The second period, shaded in red in Figure 5, starts from the point at which the higher rate of imitation error turns into a disadvantage compared to the mutation rate of genetic replication. If fixation of imitators has already been achieved during the first period, then the genotype has been disengaged and is no longer subject to selection. In this case, a non-genetic evolutionary system has emerged, and only the phenotype will continue to improve, with imitation error as its source of variation and survival selection pushing it towards the optimum. This non-genetic evolutionary system manifests as a pool of variants maintained by unbiased imitation alone.

An alternative way to understand this mechanism and the importance of the relative difference between imitation error rate and genetic mutation rate is by imagining two hypothetical populations under the same degree of survival selection and in the absence of reproductive selection: one population of unbiased imitators (Pimitate) and one population of instinctive actuators (Pinherit).

When both populations are initialized with random genotypes and phenotypes (i.e., populated on average with 50% 1s and 50% 0s), the accumulation of fit alleles in Pinherit is limited by the mutation rate, while the accumulation of fit alleles in Pimitate is limited by the imitation error rate. If these two rates are equal, while imitators in Pimitate can copy any strategy currently in the population, this does not give them an advantage or disadvantage compared with Pinherit, since the strategies available to be copied in Pimitate are no more diverse than the ones that are available to reproduce in Pinherit.

If the imitation error rate in Pimitate were higher than the genetic mutation rate in Pinherit, then Pimitate would initially have an advantage and would accumulate fit alleles at a higher rate than Pinherit. If, conversely, the mutation rate in Pinherit were higher than the error rate in Pimitate (an unrealistic assumption), then Pinherit would have an advantage and would accumulate fit alleles faster than Pimitate.

However, when Pimitate and Pinherit are both initialized with very fit solutions, the population suffering the higher error rate would be disadvantaged, since errors would tend to degrade the fit solutions more often. At this point, if imitation error rate were lower than the mutation rate, it would always pay Pinherit to swap to the higher-fidelity mechanism. But for Pimitate, even if the mutation rate were much lower than the imitation error rate, it would only benefit them to become instinctive actuators if their genotypes were as fit as their phenotypes. But during the time that Pimitate have been imitators, their genotypes have been under no selection pressure, and will therefore have drifted towards the mean, which means that Pimitate is unlikely to give up imitation even when its high error rate is counterproductive. This asymmetry creates a “ratchet” in the system, which ensures that even when the conditions that allowed social learners to successfully invade instinctive actuators have changed, instinctive actuators cannot recover.

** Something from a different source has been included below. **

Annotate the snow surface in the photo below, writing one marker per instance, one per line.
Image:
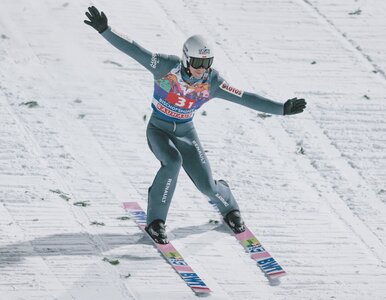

In Figure 7 we test this explanation by comparing runs that are initialized with average-quality phenotypes with runs that are initialized with higher-quality phenotypes. As expected, higher initial phenotypic quality reduces the region of the parameter space associated with convergence to social learning, but this region is not extinguished entirely. Two areas in which social learning still evolves can be identified: (1) where the mutation rate is very low; (2) where the difference between mutation rate and imitation error rate is low.

Figure 7.

Heatmaps depicting the influence of initial phenotypic quality on the evolution of social learning. In heatmap (a) the initial population of instinctive actuators have average phenotypic quality (i.e., on average 50% of phenotypic bits are in position 1). In heatmap (b) the population is initialized with higher-quality phenotypes (i.e., exactly 87.5% of phenotypic bits are in position 1). Red areas indicate a high proportion of simulations converging to social learning (i.e., where social learners fix). Simulations with low genetic mutation rates and relatively high imitation error rates (i.e., areas indicated by black arrows) converge to social learning in plot (a) but not in plot (b). In both maps the selection exponents are set to xd = 1 and xr = 10. Increasing the initial phenotypic quality further does not qualitatively alter the results shown here.

Figure 7.

Heatmaps depicting the influence of initial phenotypic quality on the evolution of social learning. In heatmap (a) the initial population of instinctive actuators have average phenotypic quality (i.e., on average 50% of phenotypic bits are in position 1). In heatmap (b) the population is initialized with higher-quality phenotypes (i.e., exactly 87.5% of phenotypic bits are in position 1). Red areas indicate a high proportion of simulations converging to social learning (i.e., where social learners fix). Simulations with low genetic mutation rates and relatively high imitation error rates (i.e., areas indicated by black arrows) converge to social learning in plot (a) but not in plot (b). In both maps the selection exponents are set to xd = 1 and xr = 10. Increasing the initial phenotypic quality further does not qualitatively alter the results shown here.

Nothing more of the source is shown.